Maggie looked toward the aisle, where the Old Navy employee approached from. He was young, maybe college aged, with a shaved head and erring on the hipster side of fashion. He spoke directly to Maggie, crouching down so he was eye-level. 

"Your dress! It's beautiful! What's your name?" he asked.

She looked up at me shyly before answering him. "Elsa," she said.

"Oh, I'm so sorry. We don't have a princess in our store today. We have a queen!" he proclaimed exuberantly.

I watched Maggie take this in, her smile sheepish but proud. He spent another minute engaging her, complimenting her dress and thanking her for gracing him with her presence, before politely excusing himself.

We waved goodbye, and I continued looking around the store. Maggie-Elsa continued to walk behind me, but I couldn't help noticing the transformation that had taken place since our encounter. She stood taller, and looked in the mirror, assessing her dress.

"He really thinks I'm a real princess," she told me.


She looked people in the eye as we walked, nodding, and making jovial conversation with pretend kingdom visitors. Maggie acted like royalty because she believed the notion that she was royalty. Because someone else believed she was exactly who she thought she was, who she wanted to be. 

When I was a social worker, we often discussed self-fulfilling prophecies. In the field of child protective services, it was the phenomenon that a child, particularly in a situation of abuse and neglect, is told negative things over and over again from their caregiver. 

"You're stupid." 
"You'll never amount to anything." 
"You'll turn into a drunk just like your father."

And, in turn, the child takes these words to heart and they inadvertently come true. It's as though the parent believing these negative things about their own child wills them to become truths. I watched these situations become reality, with kids fulfilling these negative parental prophesies without even realizing they were doing it. It had become so engrained, it's all they knew to become.

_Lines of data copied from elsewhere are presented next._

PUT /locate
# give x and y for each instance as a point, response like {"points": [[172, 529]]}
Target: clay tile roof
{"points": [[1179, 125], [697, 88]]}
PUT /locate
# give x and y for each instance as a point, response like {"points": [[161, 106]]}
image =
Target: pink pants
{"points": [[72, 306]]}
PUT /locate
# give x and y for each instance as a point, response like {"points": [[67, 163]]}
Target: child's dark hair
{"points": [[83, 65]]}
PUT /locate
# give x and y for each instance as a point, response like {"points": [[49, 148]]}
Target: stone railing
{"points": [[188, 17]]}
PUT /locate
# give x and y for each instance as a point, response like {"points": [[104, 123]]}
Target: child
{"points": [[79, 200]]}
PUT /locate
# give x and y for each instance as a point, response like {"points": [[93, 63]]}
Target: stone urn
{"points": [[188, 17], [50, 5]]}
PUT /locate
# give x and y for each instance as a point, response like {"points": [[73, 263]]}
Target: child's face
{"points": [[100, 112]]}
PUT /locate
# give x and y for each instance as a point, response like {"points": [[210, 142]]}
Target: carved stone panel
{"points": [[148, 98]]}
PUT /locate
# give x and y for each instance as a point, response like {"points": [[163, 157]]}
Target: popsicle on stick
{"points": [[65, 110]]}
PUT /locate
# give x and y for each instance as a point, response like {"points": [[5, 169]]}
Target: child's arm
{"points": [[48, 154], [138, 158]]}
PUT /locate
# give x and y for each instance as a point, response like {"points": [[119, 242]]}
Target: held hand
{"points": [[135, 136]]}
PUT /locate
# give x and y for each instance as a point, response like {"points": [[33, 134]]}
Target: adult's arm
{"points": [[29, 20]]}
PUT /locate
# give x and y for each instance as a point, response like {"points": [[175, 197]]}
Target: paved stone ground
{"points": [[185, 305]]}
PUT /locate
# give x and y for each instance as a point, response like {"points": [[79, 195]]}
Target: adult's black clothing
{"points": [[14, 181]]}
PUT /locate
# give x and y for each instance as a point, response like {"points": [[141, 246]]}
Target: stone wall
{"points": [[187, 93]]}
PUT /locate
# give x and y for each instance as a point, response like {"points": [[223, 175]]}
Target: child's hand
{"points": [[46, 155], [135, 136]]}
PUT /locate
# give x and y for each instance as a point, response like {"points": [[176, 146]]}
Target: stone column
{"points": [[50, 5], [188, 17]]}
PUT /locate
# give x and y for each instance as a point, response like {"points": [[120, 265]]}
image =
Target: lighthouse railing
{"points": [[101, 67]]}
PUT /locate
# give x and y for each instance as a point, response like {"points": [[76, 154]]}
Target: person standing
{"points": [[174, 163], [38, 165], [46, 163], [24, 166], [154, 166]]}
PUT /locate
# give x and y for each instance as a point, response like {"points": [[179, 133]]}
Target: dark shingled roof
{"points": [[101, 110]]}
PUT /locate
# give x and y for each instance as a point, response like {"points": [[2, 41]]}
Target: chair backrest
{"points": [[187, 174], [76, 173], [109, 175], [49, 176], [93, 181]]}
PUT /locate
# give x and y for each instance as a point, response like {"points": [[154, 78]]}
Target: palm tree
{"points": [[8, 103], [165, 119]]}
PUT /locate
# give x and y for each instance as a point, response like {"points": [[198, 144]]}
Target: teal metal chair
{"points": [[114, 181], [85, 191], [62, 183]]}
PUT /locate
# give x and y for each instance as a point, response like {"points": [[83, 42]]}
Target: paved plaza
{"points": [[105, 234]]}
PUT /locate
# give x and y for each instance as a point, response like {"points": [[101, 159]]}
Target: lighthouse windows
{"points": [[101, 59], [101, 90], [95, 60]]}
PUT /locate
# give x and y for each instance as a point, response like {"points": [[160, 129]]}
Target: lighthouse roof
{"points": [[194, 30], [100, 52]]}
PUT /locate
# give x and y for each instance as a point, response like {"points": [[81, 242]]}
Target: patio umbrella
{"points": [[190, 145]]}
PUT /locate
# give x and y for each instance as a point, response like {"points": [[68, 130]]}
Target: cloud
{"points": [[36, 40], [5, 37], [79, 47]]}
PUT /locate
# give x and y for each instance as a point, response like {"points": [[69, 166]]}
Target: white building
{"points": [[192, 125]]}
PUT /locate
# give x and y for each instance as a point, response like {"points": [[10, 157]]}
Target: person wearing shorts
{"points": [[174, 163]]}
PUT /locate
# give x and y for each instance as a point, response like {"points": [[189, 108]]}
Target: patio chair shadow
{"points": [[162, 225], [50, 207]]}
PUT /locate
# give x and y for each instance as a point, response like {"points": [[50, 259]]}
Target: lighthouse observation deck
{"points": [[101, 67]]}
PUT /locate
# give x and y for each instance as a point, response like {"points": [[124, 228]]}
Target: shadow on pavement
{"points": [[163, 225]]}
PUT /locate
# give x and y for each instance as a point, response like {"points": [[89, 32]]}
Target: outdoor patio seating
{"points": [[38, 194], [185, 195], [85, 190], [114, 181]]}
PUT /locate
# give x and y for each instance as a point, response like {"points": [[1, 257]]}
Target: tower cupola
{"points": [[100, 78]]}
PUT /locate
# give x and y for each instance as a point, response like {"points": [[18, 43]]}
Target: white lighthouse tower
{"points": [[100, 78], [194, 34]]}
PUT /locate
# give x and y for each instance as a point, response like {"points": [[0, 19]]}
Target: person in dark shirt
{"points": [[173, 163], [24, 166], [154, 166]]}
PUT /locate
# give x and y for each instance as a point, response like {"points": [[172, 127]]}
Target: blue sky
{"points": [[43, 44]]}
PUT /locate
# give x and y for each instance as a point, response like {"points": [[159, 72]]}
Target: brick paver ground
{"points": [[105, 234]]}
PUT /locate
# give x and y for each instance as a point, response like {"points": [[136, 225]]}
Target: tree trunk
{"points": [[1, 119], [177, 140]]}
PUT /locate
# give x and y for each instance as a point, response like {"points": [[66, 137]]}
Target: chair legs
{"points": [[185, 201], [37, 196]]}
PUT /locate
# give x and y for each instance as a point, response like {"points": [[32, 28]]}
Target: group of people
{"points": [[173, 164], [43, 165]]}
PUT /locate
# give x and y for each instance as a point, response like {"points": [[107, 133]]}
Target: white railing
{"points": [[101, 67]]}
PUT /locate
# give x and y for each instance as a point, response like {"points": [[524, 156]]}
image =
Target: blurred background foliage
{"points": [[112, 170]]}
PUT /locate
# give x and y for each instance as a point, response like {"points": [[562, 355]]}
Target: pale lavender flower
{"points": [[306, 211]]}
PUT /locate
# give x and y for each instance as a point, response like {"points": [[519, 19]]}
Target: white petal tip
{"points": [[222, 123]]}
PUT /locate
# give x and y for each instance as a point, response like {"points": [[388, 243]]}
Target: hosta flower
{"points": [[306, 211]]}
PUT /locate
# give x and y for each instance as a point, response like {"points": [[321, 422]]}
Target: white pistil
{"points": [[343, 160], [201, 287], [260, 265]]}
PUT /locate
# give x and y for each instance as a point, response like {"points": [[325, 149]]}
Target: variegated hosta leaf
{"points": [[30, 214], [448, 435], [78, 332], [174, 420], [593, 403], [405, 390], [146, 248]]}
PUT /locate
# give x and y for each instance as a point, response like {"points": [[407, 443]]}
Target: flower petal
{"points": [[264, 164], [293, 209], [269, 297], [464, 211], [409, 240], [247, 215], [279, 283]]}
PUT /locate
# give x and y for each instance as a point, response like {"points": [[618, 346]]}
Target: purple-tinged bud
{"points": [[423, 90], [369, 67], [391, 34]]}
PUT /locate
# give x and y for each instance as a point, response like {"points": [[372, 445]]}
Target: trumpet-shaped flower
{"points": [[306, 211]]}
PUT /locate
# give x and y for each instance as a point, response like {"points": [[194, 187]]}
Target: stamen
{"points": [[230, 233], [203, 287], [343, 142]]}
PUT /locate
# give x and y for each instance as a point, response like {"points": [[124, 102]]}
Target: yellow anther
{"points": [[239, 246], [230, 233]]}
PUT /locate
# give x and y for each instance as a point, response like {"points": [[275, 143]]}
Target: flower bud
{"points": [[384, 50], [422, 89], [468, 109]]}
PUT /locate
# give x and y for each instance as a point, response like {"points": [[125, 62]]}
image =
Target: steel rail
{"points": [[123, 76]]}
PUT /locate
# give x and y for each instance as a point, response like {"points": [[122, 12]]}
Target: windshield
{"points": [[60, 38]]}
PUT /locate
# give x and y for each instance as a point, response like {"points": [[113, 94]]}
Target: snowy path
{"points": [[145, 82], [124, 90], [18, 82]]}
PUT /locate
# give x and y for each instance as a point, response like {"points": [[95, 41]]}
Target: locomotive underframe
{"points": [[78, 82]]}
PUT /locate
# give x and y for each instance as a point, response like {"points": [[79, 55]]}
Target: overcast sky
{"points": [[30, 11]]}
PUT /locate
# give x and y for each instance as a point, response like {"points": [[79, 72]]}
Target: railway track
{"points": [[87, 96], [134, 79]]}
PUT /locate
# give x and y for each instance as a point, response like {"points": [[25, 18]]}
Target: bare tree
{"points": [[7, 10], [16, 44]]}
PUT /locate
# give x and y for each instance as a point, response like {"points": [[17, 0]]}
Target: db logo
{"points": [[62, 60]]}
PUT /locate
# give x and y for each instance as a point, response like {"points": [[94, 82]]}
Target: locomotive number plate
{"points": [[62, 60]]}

Our words, our beliefs, have power.

We must wield them wisely.

I watched how a positive vision, believing that a little girl was a princess, made all the difference. We all want our kids to do well. We want them to thrive, to grow, to excel. I wonder, though, if we fall short of believing what they could be. Of believing in what they aren't yet, but could become

I realized from watching the princess encounter at Old Navy that there is a difference between encouraging our kids and giving them a vision. It's one thing to say, "I know you can write." And another to say, "You are a great writer." One supposes untapped potential; the other assumes the potential is realized.

What if we began believing in what our kids will become. Believing it, even if it isn't yet realized, but claiming the belief and believing it for our kids? 

How might that increase their confidence, their self-esteem? 

This morning, Maggie was, if even for a few minutes, truly a princess. And maybe princesses aren't your thing (they aren't particularly mine). But perhaps next time it's believing they are a teacher. A healer. A leader. An engineer. Believing that they not only have the potential to change the world, but that they will.  

That they already are.

If you give a kid a compliment, they'll feel good for a few minutes.

But if you give a kid a vision - a positive, uplifting, motivating vision - they might just prove you right.


To Pat from Old Navy in Exton: thank you. You gave both me and my daughter something to think on today.